Então, inexorável, o tempo acrescentara já uma dúzia de anos à apaixonante mas dramática gesta do cultivo do cafezeiro naquela região que, ao longo dos anos 50, sustentou um ciclo de vertiginosa expansão daquela rubiácea, anteriormente referenciada como cultura sem tradição em Moçambique, confinada a áreas marginais e com produções insignificantes, pese a particular visibilidade do "Coffea racemosa", espécie espontânea nas áreas arenosas a sul do Save.
Efectivamente, a partir de 1950 o marasmo reinante foi fortemente beliscado pelo inconformismo humano e nas alturas da Zambézia, onde o planalto se desfralda desafiante, a 700-800 metros de altitude abençoado por condições ambientais de eleição, despertaram sonhos arquitectando outros horizontes. Localidades como Gurué, Tacuane e Milange tornaram-se palco fértil para destemidos pioneiros, mas foi em Nauela que os mais intrépidos, refinando a audácia por veredas sinuosas, procuraram o rumo da perfeição. E em menos de 10 anos, sob o aconchego da serrania, a esperança de alguns emergiu pujante na generosa natureza, tendo como bandeira a espécie "Coffea arabica", aprimorada com paixão nas courelas da Boa Esperança, exploração de Adrião de Faria Gonçalves, considerado o principal pioneiro da espécie na região.

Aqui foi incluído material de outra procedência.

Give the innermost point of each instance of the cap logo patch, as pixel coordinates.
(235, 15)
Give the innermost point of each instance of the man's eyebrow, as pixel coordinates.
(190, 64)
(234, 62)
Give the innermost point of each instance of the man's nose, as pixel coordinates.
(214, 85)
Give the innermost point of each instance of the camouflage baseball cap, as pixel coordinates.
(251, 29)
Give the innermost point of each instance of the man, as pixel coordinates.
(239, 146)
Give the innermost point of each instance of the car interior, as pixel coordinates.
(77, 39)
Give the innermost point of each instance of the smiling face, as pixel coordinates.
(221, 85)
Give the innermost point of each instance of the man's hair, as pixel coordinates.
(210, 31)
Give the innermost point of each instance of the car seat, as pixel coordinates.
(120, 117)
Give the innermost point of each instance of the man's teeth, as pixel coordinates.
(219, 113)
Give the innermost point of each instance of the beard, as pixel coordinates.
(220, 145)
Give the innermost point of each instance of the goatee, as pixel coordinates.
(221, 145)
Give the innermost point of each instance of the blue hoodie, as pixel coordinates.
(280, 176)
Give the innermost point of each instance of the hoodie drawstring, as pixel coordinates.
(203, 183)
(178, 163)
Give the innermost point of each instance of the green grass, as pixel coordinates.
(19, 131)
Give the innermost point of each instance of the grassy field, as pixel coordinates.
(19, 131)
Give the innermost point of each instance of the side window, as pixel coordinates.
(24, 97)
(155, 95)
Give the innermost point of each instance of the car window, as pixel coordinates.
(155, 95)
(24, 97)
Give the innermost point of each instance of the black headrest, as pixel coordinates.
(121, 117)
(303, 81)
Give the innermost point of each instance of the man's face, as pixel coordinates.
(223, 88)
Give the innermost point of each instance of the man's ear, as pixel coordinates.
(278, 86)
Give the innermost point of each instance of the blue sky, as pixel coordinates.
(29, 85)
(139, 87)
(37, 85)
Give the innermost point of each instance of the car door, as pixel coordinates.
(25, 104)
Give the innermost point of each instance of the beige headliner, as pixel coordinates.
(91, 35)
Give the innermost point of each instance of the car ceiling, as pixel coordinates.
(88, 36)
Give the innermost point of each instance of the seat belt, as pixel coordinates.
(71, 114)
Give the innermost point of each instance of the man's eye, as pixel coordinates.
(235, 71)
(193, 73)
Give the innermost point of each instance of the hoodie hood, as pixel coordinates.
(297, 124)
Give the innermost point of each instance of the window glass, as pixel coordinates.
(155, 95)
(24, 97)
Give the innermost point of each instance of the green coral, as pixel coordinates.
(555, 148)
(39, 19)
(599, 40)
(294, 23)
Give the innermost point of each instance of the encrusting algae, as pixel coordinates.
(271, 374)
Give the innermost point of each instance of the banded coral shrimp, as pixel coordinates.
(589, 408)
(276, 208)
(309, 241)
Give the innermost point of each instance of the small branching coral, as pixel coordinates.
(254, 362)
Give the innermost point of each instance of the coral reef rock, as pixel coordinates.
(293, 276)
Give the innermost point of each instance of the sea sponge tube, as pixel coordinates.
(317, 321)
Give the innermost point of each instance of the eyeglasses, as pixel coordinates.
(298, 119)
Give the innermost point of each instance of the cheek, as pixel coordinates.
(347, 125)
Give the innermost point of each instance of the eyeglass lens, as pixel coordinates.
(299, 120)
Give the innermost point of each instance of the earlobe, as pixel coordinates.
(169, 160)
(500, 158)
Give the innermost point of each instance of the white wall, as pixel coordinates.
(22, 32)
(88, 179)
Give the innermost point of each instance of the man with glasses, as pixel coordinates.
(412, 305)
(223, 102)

Nauela, enriquecida por uma panorâmica esplendorosa, trajou então cenários de deleite que cativaram a vista e enamoraram a alma. Tarquínio Hall, em desvelado artigo, ajuda-nos a compreender aquela época.
Do trabalho intitulado NAUELA E A CULTURA DO CAFÉ «ARÁBICA» OU «ROBUSTA», na época publicado no Notícias, de Lourenço Marques, fragmento das considerações do agricultor da região Sr. Tarquínio Hall.
Nauela é o varandim da Alta Zambézia. Fincada nos píncaros da serra Inago, nada em redor impede a vista de se alargar na linha do horizonte senão a mancha vaga dos picos Namuli, a muitas léguas de distância. E só em dias de céu varrido; porque basta um farrapo de nuvem ou a mais ténue neblina para apagar a cabeça do monstro.
Estamos a perto de mil metros acima do nível do mar, com o corpo aliviado dum peso que desconhecíamos. Há uma força estranha que quer suspender-nos no espaço. E quanto mais essa força guinda, mais leve e fresco se apresenta o cérebro, mais ágil o raciocínio e mais nítida a imaginação. Apenas um zumbido antipático insensibiliza os tímpanos ao mundo dos sons. Mas não é a cantilena das cigarras nem o gorjeio da passarada que neste momento interessa tanto: o que prende e surpreende é a configuração do planalto que alastra na tangência dos raios visuais; o gume dos picos que circundam as alturas - o seu perfil amórfico, disforme, a evoluir em planos sequentes na linha quebrada das cumieiras; a confusão de traços oblíquos, de riscos horizontais (bordados, torcidos, mordidos) que decalcam o desenho em que se desenvolve a panorâmica.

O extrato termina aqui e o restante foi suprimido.